Is there a cheap and affective way to reclaim water? I have to pressure wash a small business 1 story, 50'*20. It is close to the street and I do not want to get any kind of fine. I was thinking waddles and a good shop vac.


----------



## DunriteNJ (Aug 15, 2014)

Mike2coat said:


> Is there a cheap and affective way to reclaim water? I have to pressure wash a small business 1 story, 50'*20. It is close to the street and I do not want to get any kind of fine. I was thinking waddles and a good shop vac.


I would be careful especially in Ca with all the water restriction stuff going on- i would think they are watching all PW closely

I would check with the Local AHJ (authority having Jurisdiction) beforehand 
Its amazing- everywhere is different on regulations (BMP's)

What kind of chems are you using to wash the building??

What are you doing with the water after you recover it? Are you transporting it or discharging on the clients private property

All ques- im sure you will need to have answers for

But yes- as long as you can contain the runoff if a shop Vac works then i would think your good

I have a friend out your way who cleans gas stations at night and he uses a shop vac-


----------



## Mike2coat (Nov 12, 2013)

I use Zep siding cleaner. The building is a funeral home and I've heard they dump all kids t of stuff does the sewer , but I'll check the town of Woodland CA environmental web sights. I was going to collect the water and pour down sewer clean out.


----------



## DunriteNJ (Aug 15, 2014)

Mike2coat said:


> I use Zep siding cleaner. The building is a funeral home and I've heard they dump all kids t of stuff does the sewer , but I'll check the town of Woodland CA environmental web sights. *I was going to collect the water and pour down sewer clean out*.


Wow-I would contact the city 

your setting yourself up for a fine-just my opinion


----------



## PressurePros (May 6, 2007)

Contain it to drop it down a sewer? You can't do that.

You could filter it with a $30k reclaim system then dump into a sanitary sewer.

To reclaim cheaply, you can use a system of inexpensive berms and a vac and divert the water to a grassy area.


----------



## beedoola (May 18, 2015)

Mike2coat said:


> Is there a cheap and affective way to reclaim water? I have to pressure wash a small business 1 story, 50'*20. It is close to the street and I do not want to get any kind of fine. I was thinking waddles and a good shop vac.


I'm in the Easy Bay and was wondering about pressure washing as well.

Is your concern a fine because of using water, when we're in a drought, or that you'd be fined for another reason?

Have you looked into/if it is possible, to buy desalinated water? How many gallons do you think you'd use for the job?

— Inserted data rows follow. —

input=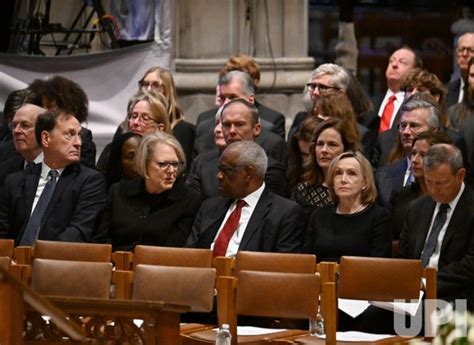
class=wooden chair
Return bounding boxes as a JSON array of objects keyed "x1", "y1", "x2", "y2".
[
  {"x1": 234, "y1": 251, "x2": 317, "y2": 274},
  {"x1": 289, "y1": 256, "x2": 436, "y2": 344},
  {"x1": 34, "y1": 240, "x2": 112, "y2": 262},
  {"x1": 0, "y1": 239, "x2": 14, "y2": 258},
  {"x1": 133, "y1": 245, "x2": 213, "y2": 268},
  {"x1": 182, "y1": 270, "x2": 332, "y2": 345},
  {"x1": 30, "y1": 258, "x2": 113, "y2": 298},
  {"x1": 133, "y1": 264, "x2": 216, "y2": 313}
]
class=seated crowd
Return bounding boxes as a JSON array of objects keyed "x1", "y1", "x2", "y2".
[{"x1": 0, "y1": 42, "x2": 473, "y2": 323}]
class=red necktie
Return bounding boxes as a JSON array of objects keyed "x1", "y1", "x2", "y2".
[
  {"x1": 379, "y1": 95, "x2": 396, "y2": 132},
  {"x1": 213, "y1": 200, "x2": 246, "y2": 257}
]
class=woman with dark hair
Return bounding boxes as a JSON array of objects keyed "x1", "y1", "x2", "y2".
[
  {"x1": 28, "y1": 76, "x2": 96, "y2": 168},
  {"x1": 94, "y1": 132, "x2": 201, "y2": 251},
  {"x1": 304, "y1": 150, "x2": 392, "y2": 262},
  {"x1": 291, "y1": 118, "x2": 361, "y2": 214},
  {"x1": 105, "y1": 132, "x2": 142, "y2": 191}
]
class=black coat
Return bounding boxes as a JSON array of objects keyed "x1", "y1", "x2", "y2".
[
  {"x1": 94, "y1": 178, "x2": 202, "y2": 251},
  {"x1": 185, "y1": 187, "x2": 304, "y2": 253}
]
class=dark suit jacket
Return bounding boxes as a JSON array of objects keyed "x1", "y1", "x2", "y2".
[
  {"x1": 93, "y1": 178, "x2": 202, "y2": 251},
  {"x1": 446, "y1": 78, "x2": 461, "y2": 108},
  {"x1": 187, "y1": 149, "x2": 288, "y2": 199},
  {"x1": 399, "y1": 188, "x2": 474, "y2": 309},
  {"x1": 0, "y1": 152, "x2": 24, "y2": 185},
  {"x1": 192, "y1": 119, "x2": 288, "y2": 167},
  {"x1": 185, "y1": 187, "x2": 304, "y2": 253},
  {"x1": 0, "y1": 163, "x2": 106, "y2": 244},
  {"x1": 375, "y1": 158, "x2": 407, "y2": 208},
  {"x1": 196, "y1": 101, "x2": 286, "y2": 139}
]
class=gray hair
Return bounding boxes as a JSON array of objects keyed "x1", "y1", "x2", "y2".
[
  {"x1": 135, "y1": 131, "x2": 186, "y2": 178},
  {"x1": 310, "y1": 63, "x2": 350, "y2": 91},
  {"x1": 218, "y1": 70, "x2": 256, "y2": 96},
  {"x1": 225, "y1": 140, "x2": 268, "y2": 179},
  {"x1": 424, "y1": 144, "x2": 463, "y2": 174},
  {"x1": 399, "y1": 98, "x2": 440, "y2": 129}
]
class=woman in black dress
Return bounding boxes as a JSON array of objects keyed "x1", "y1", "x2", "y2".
[
  {"x1": 94, "y1": 132, "x2": 201, "y2": 251},
  {"x1": 304, "y1": 150, "x2": 392, "y2": 262}
]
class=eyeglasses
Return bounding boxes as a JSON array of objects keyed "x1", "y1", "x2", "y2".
[
  {"x1": 456, "y1": 47, "x2": 474, "y2": 55},
  {"x1": 217, "y1": 164, "x2": 247, "y2": 174},
  {"x1": 306, "y1": 82, "x2": 340, "y2": 95},
  {"x1": 397, "y1": 121, "x2": 424, "y2": 132},
  {"x1": 128, "y1": 113, "x2": 156, "y2": 124},
  {"x1": 139, "y1": 80, "x2": 163, "y2": 90},
  {"x1": 154, "y1": 161, "x2": 184, "y2": 170}
]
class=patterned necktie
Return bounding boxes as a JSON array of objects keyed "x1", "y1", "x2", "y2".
[
  {"x1": 420, "y1": 203, "x2": 450, "y2": 267},
  {"x1": 20, "y1": 170, "x2": 59, "y2": 245},
  {"x1": 379, "y1": 95, "x2": 396, "y2": 132},
  {"x1": 213, "y1": 200, "x2": 246, "y2": 257}
]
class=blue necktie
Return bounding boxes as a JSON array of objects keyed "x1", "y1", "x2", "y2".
[
  {"x1": 420, "y1": 203, "x2": 449, "y2": 267},
  {"x1": 20, "y1": 170, "x2": 59, "y2": 245}
]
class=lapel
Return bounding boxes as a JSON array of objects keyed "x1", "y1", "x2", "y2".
[
  {"x1": 390, "y1": 159, "x2": 407, "y2": 186},
  {"x1": 23, "y1": 164, "x2": 41, "y2": 215},
  {"x1": 239, "y1": 188, "x2": 272, "y2": 250},
  {"x1": 440, "y1": 188, "x2": 470, "y2": 254},
  {"x1": 414, "y1": 197, "x2": 436, "y2": 257},
  {"x1": 201, "y1": 198, "x2": 233, "y2": 242},
  {"x1": 41, "y1": 164, "x2": 77, "y2": 226}
]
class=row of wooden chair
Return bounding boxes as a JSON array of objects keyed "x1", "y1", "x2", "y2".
[{"x1": 1, "y1": 239, "x2": 436, "y2": 344}]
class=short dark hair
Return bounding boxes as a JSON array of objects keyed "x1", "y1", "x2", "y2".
[
  {"x1": 424, "y1": 144, "x2": 464, "y2": 174},
  {"x1": 3, "y1": 88, "x2": 42, "y2": 124},
  {"x1": 35, "y1": 110, "x2": 72, "y2": 148},
  {"x1": 221, "y1": 98, "x2": 260, "y2": 126}
]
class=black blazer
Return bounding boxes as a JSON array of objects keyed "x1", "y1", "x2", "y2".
[
  {"x1": 399, "y1": 187, "x2": 474, "y2": 309},
  {"x1": 187, "y1": 149, "x2": 288, "y2": 199},
  {"x1": 185, "y1": 187, "x2": 304, "y2": 253},
  {"x1": 375, "y1": 158, "x2": 407, "y2": 208},
  {"x1": 196, "y1": 101, "x2": 286, "y2": 139},
  {"x1": 0, "y1": 163, "x2": 106, "y2": 244},
  {"x1": 446, "y1": 78, "x2": 461, "y2": 108},
  {"x1": 94, "y1": 178, "x2": 202, "y2": 251},
  {"x1": 0, "y1": 153, "x2": 24, "y2": 185}
]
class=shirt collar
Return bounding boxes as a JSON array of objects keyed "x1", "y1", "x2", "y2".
[
  {"x1": 241, "y1": 182, "x2": 265, "y2": 209},
  {"x1": 41, "y1": 162, "x2": 64, "y2": 180}
]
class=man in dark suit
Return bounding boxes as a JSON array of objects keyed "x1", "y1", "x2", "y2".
[
  {"x1": 0, "y1": 104, "x2": 45, "y2": 184},
  {"x1": 399, "y1": 144, "x2": 474, "y2": 310},
  {"x1": 185, "y1": 140, "x2": 303, "y2": 255},
  {"x1": 375, "y1": 98, "x2": 440, "y2": 207},
  {"x1": 187, "y1": 99, "x2": 288, "y2": 199},
  {"x1": 0, "y1": 110, "x2": 106, "y2": 244},
  {"x1": 446, "y1": 32, "x2": 474, "y2": 108}
]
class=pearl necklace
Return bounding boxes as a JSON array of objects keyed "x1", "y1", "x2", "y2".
[{"x1": 336, "y1": 203, "x2": 367, "y2": 215}]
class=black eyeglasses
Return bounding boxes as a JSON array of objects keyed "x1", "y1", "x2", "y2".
[
  {"x1": 306, "y1": 82, "x2": 340, "y2": 95},
  {"x1": 154, "y1": 161, "x2": 184, "y2": 170},
  {"x1": 456, "y1": 47, "x2": 474, "y2": 55}
]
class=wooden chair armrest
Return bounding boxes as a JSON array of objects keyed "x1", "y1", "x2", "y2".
[
  {"x1": 112, "y1": 270, "x2": 134, "y2": 299},
  {"x1": 112, "y1": 251, "x2": 133, "y2": 271}
]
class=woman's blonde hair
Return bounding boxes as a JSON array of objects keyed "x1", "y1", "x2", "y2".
[{"x1": 126, "y1": 90, "x2": 171, "y2": 133}]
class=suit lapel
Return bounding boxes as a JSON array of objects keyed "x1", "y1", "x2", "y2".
[
  {"x1": 440, "y1": 188, "x2": 470, "y2": 254},
  {"x1": 23, "y1": 165, "x2": 41, "y2": 215},
  {"x1": 239, "y1": 188, "x2": 271, "y2": 250},
  {"x1": 414, "y1": 198, "x2": 436, "y2": 257},
  {"x1": 200, "y1": 198, "x2": 232, "y2": 245}
]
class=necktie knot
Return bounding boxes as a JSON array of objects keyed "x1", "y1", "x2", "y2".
[
  {"x1": 439, "y1": 203, "x2": 449, "y2": 213},
  {"x1": 49, "y1": 170, "x2": 59, "y2": 180},
  {"x1": 235, "y1": 199, "x2": 246, "y2": 210}
]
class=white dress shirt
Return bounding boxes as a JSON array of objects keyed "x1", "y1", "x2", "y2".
[
  {"x1": 211, "y1": 183, "x2": 266, "y2": 257},
  {"x1": 424, "y1": 183, "x2": 465, "y2": 269},
  {"x1": 378, "y1": 90, "x2": 405, "y2": 129}
]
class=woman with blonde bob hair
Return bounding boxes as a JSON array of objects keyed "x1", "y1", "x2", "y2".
[
  {"x1": 126, "y1": 90, "x2": 171, "y2": 135},
  {"x1": 303, "y1": 150, "x2": 392, "y2": 262},
  {"x1": 94, "y1": 132, "x2": 201, "y2": 251}
]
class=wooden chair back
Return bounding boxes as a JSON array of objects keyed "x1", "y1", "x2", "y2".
[
  {"x1": 338, "y1": 256, "x2": 422, "y2": 301},
  {"x1": 0, "y1": 239, "x2": 14, "y2": 258},
  {"x1": 0, "y1": 256, "x2": 10, "y2": 270},
  {"x1": 30, "y1": 258, "x2": 113, "y2": 299},
  {"x1": 234, "y1": 251, "x2": 317, "y2": 274},
  {"x1": 34, "y1": 240, "x2": 112, "y2": 262},
  {"x1": 134, "y1": 245, "x2": 213, "y2": 268},
  {"x1": 133, "y1": 264, "x2": 216, "y2": 312}
]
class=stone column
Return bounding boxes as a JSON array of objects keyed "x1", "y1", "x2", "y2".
[{"x1": 172, "y1": 0, "x2": 314, "y2": 134}]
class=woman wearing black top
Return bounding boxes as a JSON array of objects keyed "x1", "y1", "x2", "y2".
[
  {"x1": 94, "y1": 132, "x2": 201, "y2": 251},
  {"x1": 304, "y1": 150, "x2": 392, "y2": 262}
]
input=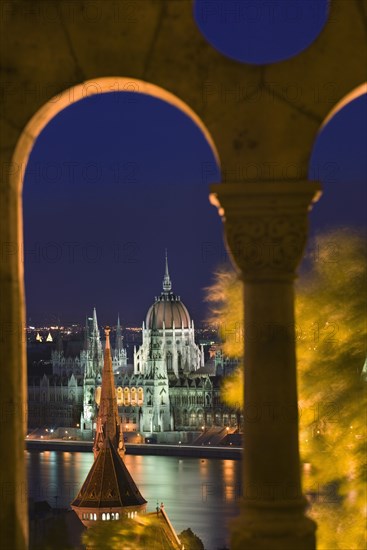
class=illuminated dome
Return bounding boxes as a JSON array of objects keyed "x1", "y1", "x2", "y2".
[
  {"x1": 145, "y1": 252, "x2": 191, "y2": 330},
  {"x1": 146, "y1": 294, "x2": 191, "y2": 330}
]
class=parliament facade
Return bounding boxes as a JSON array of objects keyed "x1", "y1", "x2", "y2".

If it is possible to purchase it, and it isn't expensive, it might be worth it to go that route, and talk to the city and see what they say - in case someone did come along and try and fine you, you could have the paper work showing the water you're using is desalinated, not fresh water from the tap.


----------



## DunriteNJ (Aug 15, 2014)

beedoola said:


> I'm in the Easy Bay and was wondering about pressure washing as well.
> 
> Is your concern a fine because of using water, when we're in a drought, or that you'd be fined for another reason?
> 
> ...


Most cities care more about where the wastewater is going

If your working on a commercial building there will probably be a concern where the runoff water is going

Go to your local office or make a phone call and educate yourself on whats required by your AHJ- its important

Everywhere is different- I know in Cali they are all over it from what im hearing- In NJ they could care less pretty much

my point is -Be careful- Fines are steep- And ignorance or lack of knowledge of the law is not a valid defense- They will crush you with fines


----------



## Sirocco Jerry (Sep 10, 2011)

there are many Vacuum Reclaim Tools available for instant capture, elimination of drainage problems, and WorkSpeed..
Google these words.. InstantCapture wash water reclaim


----------



## Mike2coat (Nov 12, 2013)

beedoola said:


> I'm in the Easy Bay and was wondering about pressure washing as well. Is your concern a fine because of using water, when we're in a drought, or that you'd be fined for another reason? Have you looked into/if it is possible, to buy desalinated water? How many gallons do you think you'd use for the job? If it is possible to purchase it, and it isn't expensive, it might be worth it to go that route, and talk to the city and see what they say - in case someone did come along and try and fine you, you could have the paper work showing the water you're using is desalinated, not fresh water from the tap.


In CA no run off can go to the storm drain ie gutter.


----------